DIÁRIO DE UM SERVIDOR REPUBLICANO
Fragmentos – I
O Diário da Corte, prestigiado órgão de imprensa da capital da República, propôs a Dona Carmen, viúva do Dr. Frederico Albuquerque, publicar registros das memórias dele, agrupados em três publicações, qualificadas como “fragmentos”, por serem trechos esparsos, minuciosamente selecionados dentre inúmeros escritos. Uma primeira manifestação sobre o assunto apareceu no décimo domingo, após sua morte. Ali foram feitos comentários gerais sobre a pessoa do Fred, colhido prematuramente pela morte inesperada. Durante a semana subsequente, a seção de Cartas do Leitor, do jornal, trouxe muitas opiniões sobre a matéria publicada, todas favoráveis e elogiosas. O editor-chefe, Etelvino Linhares, recebeu telefonemas de agradecimento da família e de muitos amigos do Fred. Todos gostaram de saber que ainda seriam publicados três outros grupos de registros, Fragmentos I, II e III, quinzenalmente, nos domingos, sendo este o primeiro. Com linguagem simples, ele nos conduzirá pelos bastidores da burocracia federal, em momentos intensos, reveladores de fatos e valores da época em que suas memórias foram escritas. Como cidadão atento, não deixou de lançar seu olhar arguto sobre fatos políticos, políticas públicas e manifestações da sociedade. Vale a pena conhecer as reflexões desse Servidor Republicano.
Da alegria ao espanto
Hoje (16/ 10/1959) fui empossado como Procurador do DNVT – Departamento Nacional de Vias Terrestres, no Rio de Janeiro, aprovado em concurso público feito pelo DAGSP – Departamento de Administração Geral do Serviço Público. Tudo é novo para mim, inclusive a felicidade que me deixa risonho. Lotaram-me na Procuradoria do órgão, sediado na Avenida Getúlio Vargas, no Rio de Janeiro. Encerrado meu primeiro dia de expediente, dirigi-me à Igreja Nossa Senhora da Candelária para agradecer a Deus. Rezei contritamente e depositei um óbolo na caixa de madeira, ao lado do altar-mor. Antes de chegar em casa, fui ao Bar do Ópera para comemorar com alguns amigos. Dois deles eram funcionários públicos, que me cobriram de conselhos, dicas e sugestões. Que bela sexta-feira!
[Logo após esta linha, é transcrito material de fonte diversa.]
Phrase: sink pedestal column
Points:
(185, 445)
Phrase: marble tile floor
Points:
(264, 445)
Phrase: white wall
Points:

A primeira semana de trabalho efetivo está sendo dedicada integralmente ao meu “treinamento de iniciação”: leitura de leis, decretos-lei, decretos, portarias, manuais, além de conhecer colegas, visitar unidades de serviços da Presidência e Diretorias. Fiquei muito impressionado com a Lei 1711, de 1952 – Estatuto dos Funcionários Públicos. As engrenagens da burocracia ou da “burrocracia”, como dizem alguns, me deixam assustado. Conheci o “Seu Manoel”, da Seção de Distribuição (de processos?), um apaixonado por carimbos (vários tamanhos, formatos, cores) em perfeita ordem, que me lembraram soldadinhos de chumbo. Como ele, muitos outros me chamaram a atenção. A maioria dos homens usa paletó, que fica pendurado em cabide portátil, ao lado do “birô”, só vestido em reuniões, para receber visitas ou quando vão ter com o chefe. Aprendi o que significa o tal do “empenho”, na execução orçamentária – uma inutilidade sagrada. A assinatura do ponto é o suplício do “barnabé”, do qual ão poupados os chefes e os doutores. Descobri que existem castas e privilégios no serviço público. Daí resultam os protegidos (“especialmente as protegidas” – diz o descontraído Walter Duarte, prestes a se aposentar), os preteridos e os perseguidos. Meus colegas bacharéis em direito me receberam com simpatia e camaradagem. Os outros funcionários me tratam bem; mas, friamente. O treinamento me agrada. Sinto-me estimulado. Darei o melhor de mim. Tenho na cabeça a ideia de ser um verdadeiro ‘Servidor Público”, aquele que trabalha com afinco, dedicação e lealdade, visando o bem coletivo.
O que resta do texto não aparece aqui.